Peace be with you! Over the past few years, November has begun to feel like the turning of the tide: the time of year when I begin to slow down and reflect on the year that is steadily coming to a close. Oddly, December is not the month that I reflect, but instead, the month of November. A few years back, I learned that the new liturgical year in the church begins not on the first day of January but at the end of November with the start of Advent. With this revelation came my focus shift from “new year’s resolutions” to “new church year resolutions.”
Towards the end of November, I have begun to reflect on my life not just through the seasons of the year: winter, spring, summer, fall, but on my life through the liturgical year – in other words, how I lived and responded to God and to the events of my life during the Advent, Christmastide, Ordinary, Lenten, and Easter seasons.

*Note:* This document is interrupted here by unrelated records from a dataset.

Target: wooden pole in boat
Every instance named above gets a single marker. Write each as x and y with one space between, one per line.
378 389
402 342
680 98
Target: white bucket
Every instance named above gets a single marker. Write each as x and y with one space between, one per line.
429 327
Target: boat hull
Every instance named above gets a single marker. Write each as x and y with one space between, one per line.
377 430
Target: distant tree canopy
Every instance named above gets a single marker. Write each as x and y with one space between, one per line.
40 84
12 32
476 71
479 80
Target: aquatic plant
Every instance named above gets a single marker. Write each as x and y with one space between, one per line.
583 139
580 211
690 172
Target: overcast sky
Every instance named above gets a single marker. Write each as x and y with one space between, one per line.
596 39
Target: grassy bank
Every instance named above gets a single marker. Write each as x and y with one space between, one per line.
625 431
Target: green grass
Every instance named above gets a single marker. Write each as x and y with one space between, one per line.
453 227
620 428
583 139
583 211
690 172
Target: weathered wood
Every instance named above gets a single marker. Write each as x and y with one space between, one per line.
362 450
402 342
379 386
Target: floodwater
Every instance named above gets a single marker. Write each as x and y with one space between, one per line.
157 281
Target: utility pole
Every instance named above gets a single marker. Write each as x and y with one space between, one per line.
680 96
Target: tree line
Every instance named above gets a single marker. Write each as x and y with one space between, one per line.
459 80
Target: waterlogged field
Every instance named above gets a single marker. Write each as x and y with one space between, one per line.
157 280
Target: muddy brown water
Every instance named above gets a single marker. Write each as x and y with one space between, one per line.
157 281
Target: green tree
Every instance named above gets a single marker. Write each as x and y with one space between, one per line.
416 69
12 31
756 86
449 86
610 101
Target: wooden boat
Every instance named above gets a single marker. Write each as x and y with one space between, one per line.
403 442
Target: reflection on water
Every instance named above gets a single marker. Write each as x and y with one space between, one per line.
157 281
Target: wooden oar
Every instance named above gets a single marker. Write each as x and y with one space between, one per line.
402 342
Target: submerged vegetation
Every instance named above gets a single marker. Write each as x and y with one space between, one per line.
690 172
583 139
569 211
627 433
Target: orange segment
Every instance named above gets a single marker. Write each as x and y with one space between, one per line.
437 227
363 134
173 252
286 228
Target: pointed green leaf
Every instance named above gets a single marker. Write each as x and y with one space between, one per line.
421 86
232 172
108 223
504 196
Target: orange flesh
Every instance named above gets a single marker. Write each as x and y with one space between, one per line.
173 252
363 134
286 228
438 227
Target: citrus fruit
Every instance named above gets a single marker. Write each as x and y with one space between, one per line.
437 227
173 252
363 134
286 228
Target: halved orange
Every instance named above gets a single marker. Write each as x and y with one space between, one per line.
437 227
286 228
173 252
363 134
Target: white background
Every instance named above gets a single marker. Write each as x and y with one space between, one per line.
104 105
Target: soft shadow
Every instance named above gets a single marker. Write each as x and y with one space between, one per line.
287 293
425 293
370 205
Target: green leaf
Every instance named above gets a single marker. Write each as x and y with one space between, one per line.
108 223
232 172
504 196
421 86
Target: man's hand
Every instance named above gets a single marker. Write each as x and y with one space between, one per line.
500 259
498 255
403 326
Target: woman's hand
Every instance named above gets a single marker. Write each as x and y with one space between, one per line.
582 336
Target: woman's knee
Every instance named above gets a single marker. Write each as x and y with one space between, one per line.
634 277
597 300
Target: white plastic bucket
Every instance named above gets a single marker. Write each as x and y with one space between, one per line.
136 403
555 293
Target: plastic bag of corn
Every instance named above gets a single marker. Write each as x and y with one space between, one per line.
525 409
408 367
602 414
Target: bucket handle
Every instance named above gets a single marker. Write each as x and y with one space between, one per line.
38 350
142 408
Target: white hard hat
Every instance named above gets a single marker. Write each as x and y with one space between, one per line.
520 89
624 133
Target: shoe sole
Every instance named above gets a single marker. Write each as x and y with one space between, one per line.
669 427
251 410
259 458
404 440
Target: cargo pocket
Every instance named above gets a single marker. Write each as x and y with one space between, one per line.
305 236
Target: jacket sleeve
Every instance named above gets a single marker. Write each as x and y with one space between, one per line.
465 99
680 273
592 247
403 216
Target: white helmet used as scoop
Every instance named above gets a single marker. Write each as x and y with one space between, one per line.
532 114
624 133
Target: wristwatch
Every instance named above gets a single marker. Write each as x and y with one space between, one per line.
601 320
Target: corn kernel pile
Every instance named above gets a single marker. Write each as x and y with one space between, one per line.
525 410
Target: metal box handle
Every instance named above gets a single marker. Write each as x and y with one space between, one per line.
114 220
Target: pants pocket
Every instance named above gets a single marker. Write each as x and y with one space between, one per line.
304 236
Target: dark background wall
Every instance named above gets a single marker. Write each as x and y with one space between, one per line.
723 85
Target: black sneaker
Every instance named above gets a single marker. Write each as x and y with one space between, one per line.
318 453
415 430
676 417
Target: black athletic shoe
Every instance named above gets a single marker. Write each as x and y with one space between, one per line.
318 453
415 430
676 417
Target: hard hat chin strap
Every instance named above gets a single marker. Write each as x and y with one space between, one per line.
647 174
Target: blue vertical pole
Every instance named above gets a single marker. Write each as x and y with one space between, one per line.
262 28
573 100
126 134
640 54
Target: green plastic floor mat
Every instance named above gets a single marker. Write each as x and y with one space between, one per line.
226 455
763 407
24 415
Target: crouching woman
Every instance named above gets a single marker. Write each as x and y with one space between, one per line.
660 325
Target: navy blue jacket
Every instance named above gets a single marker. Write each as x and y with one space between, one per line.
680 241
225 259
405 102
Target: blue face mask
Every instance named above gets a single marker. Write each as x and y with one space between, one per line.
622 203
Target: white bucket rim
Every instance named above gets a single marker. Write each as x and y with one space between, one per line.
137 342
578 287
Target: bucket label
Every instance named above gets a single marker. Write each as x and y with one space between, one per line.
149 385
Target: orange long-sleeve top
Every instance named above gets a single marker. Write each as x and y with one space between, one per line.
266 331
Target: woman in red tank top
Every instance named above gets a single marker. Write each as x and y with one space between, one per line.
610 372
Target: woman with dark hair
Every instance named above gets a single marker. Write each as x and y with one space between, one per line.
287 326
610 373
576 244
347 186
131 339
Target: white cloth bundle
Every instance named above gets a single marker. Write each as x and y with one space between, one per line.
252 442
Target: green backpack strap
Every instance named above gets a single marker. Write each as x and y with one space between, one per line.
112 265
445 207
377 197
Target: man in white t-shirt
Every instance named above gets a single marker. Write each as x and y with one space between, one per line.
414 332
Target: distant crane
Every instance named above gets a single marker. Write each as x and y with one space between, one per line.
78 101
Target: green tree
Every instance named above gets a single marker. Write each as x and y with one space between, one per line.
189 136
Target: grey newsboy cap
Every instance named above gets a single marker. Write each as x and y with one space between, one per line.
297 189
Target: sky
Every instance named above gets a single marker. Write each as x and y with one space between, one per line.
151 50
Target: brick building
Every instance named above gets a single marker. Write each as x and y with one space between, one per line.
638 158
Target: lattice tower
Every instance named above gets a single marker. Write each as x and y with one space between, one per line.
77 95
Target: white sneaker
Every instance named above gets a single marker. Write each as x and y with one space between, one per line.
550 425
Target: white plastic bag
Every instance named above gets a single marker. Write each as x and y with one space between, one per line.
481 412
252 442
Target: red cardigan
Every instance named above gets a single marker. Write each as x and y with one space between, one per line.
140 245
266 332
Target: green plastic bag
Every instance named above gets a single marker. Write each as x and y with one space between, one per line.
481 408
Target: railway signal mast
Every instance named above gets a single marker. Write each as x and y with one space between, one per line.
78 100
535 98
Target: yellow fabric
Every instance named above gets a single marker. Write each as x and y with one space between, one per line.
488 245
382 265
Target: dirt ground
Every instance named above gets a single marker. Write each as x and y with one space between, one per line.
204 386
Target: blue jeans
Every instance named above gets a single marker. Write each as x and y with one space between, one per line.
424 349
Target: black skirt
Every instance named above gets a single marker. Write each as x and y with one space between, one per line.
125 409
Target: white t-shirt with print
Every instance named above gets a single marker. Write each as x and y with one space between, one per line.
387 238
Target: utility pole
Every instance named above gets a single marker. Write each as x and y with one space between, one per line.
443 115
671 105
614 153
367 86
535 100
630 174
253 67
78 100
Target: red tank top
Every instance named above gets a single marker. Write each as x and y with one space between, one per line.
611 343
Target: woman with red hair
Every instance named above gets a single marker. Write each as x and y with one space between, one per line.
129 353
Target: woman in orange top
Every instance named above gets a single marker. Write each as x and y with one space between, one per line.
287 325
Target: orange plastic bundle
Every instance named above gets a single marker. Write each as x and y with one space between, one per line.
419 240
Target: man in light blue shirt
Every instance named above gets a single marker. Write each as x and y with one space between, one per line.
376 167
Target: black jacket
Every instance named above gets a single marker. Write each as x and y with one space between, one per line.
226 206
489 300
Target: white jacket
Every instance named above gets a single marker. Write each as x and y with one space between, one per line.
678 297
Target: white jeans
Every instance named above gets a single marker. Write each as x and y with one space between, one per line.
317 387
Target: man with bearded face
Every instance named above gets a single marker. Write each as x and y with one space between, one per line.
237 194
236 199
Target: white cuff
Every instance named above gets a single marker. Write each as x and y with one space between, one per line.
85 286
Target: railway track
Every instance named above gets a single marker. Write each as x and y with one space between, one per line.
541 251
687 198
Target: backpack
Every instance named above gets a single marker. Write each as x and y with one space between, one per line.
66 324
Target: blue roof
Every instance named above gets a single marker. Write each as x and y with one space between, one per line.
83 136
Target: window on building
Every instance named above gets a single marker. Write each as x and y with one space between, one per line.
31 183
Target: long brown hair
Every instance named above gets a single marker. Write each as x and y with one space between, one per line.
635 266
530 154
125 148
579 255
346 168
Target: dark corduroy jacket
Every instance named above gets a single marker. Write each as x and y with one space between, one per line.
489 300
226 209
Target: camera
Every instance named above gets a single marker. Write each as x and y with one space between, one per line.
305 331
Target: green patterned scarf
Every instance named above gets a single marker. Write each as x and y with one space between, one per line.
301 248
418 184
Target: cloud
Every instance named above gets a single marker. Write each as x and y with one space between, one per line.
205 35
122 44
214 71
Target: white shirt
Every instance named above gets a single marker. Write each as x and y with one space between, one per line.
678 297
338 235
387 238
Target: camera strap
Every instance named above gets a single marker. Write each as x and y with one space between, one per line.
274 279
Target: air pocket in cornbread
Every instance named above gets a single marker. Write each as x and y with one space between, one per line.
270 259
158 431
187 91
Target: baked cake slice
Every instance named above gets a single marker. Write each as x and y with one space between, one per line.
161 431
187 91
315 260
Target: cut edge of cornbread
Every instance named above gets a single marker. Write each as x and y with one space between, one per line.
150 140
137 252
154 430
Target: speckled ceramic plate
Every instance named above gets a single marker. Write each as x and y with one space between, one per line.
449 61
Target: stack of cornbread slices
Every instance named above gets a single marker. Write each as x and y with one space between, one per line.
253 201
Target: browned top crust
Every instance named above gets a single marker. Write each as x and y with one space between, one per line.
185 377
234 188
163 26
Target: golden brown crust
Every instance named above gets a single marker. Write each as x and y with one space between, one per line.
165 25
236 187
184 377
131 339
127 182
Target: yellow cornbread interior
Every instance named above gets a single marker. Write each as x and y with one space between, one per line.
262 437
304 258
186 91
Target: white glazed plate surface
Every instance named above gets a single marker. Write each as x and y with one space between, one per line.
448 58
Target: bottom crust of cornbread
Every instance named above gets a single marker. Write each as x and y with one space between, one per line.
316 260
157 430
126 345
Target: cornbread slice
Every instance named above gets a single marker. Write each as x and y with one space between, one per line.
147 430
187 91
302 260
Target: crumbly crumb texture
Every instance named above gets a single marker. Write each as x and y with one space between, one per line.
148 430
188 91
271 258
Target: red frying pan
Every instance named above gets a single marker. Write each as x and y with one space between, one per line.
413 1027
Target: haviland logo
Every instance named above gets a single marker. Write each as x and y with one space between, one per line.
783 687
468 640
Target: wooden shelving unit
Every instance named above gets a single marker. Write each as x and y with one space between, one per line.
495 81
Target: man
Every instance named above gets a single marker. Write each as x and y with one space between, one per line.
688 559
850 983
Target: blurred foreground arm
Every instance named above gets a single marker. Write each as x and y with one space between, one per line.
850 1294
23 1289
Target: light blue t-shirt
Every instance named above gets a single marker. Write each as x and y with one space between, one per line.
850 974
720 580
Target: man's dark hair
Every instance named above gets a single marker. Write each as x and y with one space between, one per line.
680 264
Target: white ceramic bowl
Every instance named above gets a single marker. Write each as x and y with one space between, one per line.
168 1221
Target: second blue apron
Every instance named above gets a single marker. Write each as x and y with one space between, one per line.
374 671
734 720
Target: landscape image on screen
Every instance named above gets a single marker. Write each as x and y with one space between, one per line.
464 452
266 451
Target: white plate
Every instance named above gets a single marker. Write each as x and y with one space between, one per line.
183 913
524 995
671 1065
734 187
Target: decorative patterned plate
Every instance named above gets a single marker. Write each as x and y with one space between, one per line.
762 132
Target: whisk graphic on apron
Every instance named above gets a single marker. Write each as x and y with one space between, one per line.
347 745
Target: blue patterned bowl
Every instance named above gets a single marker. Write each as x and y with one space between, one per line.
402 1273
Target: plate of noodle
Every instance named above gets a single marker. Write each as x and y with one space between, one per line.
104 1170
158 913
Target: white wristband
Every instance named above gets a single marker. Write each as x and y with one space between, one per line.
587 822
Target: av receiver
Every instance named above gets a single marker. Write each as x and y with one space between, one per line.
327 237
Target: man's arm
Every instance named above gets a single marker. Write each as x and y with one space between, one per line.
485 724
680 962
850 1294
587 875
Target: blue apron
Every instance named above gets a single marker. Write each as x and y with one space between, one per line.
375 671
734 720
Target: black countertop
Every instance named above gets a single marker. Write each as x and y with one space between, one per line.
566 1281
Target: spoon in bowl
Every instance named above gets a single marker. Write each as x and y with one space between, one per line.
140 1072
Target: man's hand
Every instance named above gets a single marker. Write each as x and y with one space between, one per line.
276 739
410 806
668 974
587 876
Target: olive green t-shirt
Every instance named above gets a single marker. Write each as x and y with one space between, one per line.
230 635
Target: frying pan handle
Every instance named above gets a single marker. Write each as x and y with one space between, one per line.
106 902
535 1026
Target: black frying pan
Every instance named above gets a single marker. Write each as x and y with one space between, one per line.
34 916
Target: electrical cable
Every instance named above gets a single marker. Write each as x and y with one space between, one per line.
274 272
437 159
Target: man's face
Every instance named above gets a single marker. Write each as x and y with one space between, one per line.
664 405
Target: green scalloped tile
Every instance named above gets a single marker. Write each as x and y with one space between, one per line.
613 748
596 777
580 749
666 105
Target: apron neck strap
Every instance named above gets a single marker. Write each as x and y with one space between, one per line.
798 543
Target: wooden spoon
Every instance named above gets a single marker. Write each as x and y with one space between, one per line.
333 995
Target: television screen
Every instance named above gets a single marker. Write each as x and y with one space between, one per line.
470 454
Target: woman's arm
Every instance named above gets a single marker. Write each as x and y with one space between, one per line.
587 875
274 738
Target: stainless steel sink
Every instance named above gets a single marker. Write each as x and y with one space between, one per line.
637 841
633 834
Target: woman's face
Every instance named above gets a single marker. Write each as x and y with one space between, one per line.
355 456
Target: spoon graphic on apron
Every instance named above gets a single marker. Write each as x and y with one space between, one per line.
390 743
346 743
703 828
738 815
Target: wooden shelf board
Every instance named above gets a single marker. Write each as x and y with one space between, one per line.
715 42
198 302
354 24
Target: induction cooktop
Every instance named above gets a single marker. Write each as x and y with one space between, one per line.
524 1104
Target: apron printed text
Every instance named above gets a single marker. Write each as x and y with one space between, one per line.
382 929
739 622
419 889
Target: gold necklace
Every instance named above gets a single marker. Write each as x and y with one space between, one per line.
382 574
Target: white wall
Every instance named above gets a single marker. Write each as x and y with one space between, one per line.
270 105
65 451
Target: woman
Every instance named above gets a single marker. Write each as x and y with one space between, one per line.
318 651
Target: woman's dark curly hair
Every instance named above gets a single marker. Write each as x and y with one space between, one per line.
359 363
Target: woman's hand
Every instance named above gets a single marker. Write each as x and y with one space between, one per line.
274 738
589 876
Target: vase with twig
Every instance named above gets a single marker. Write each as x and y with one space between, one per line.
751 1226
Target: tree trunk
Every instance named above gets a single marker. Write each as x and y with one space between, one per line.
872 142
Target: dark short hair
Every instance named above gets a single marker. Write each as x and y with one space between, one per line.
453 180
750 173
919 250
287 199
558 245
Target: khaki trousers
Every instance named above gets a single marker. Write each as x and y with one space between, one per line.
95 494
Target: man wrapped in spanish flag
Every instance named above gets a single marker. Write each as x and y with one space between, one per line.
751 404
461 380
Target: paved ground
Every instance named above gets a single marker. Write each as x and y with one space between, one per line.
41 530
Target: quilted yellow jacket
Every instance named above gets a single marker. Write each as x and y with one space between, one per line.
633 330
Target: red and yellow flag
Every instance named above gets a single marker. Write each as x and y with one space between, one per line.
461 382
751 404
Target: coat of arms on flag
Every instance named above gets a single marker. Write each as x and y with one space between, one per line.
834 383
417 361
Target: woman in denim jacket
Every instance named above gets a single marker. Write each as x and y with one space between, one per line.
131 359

To help with this reflection, throughout the year, I jot down all the good and not so good moments that happen: new job opportunities, job losses, new milestones reached, dreams accomplished, unexpected hardships, disappointments, relationship strains and successes. That way, I have something to review at the end of November. I don’t count tallies of good and bad, I simply read over these events, and I thank Jesus for how he was with me during each and every moment. I then make goals based on the upcoming liturgical year (intentions to grow closer in my faith, virtues I would like to work on and vices I would like to cast off, new spiritual practices to try, etc.).
My hope is that this effort toward intentional liturgical living is helping me keep in mind Christ throughout the seasons of my life, by recalling his life and the reality of coexisting with joy and sorrow, success and setback: through the celebration of his birth, through his going with less and suffering through Lent, through the joy of Easter, and through the often mundane, daily tasks of ordinary time, growing as I live through each season.
Regardless of how “successful” or “unsuccessful” the year as a whole turned out to be from earthly standards, I am beginning to view my life through these liturgical lenses, and in doing so, working to become a baby-bit holier each year of my life.
In all actuality, the past four years of my life have been the hardest years I have lived through: leaving home for the very first time to college, graduating with my degree and landing my first “real” job, getting engaged, battling through the pandemic, getting married, losing my job, publishing my first book, getting hired for an exciting new job, and SO much more. And yet, these past four years have also been the richest of my life, and the times of greatest transformation for me.
As I near the end of this November, I am both proud and humbled of all that has been accomplished in me this year through God’s grace, and I invite you to do the same. As well, with eager anticipation of the new liturgical year and the opportunities that will be presented there to live a life of great love, raise your heart toward him who loves you faithfully in all seasons.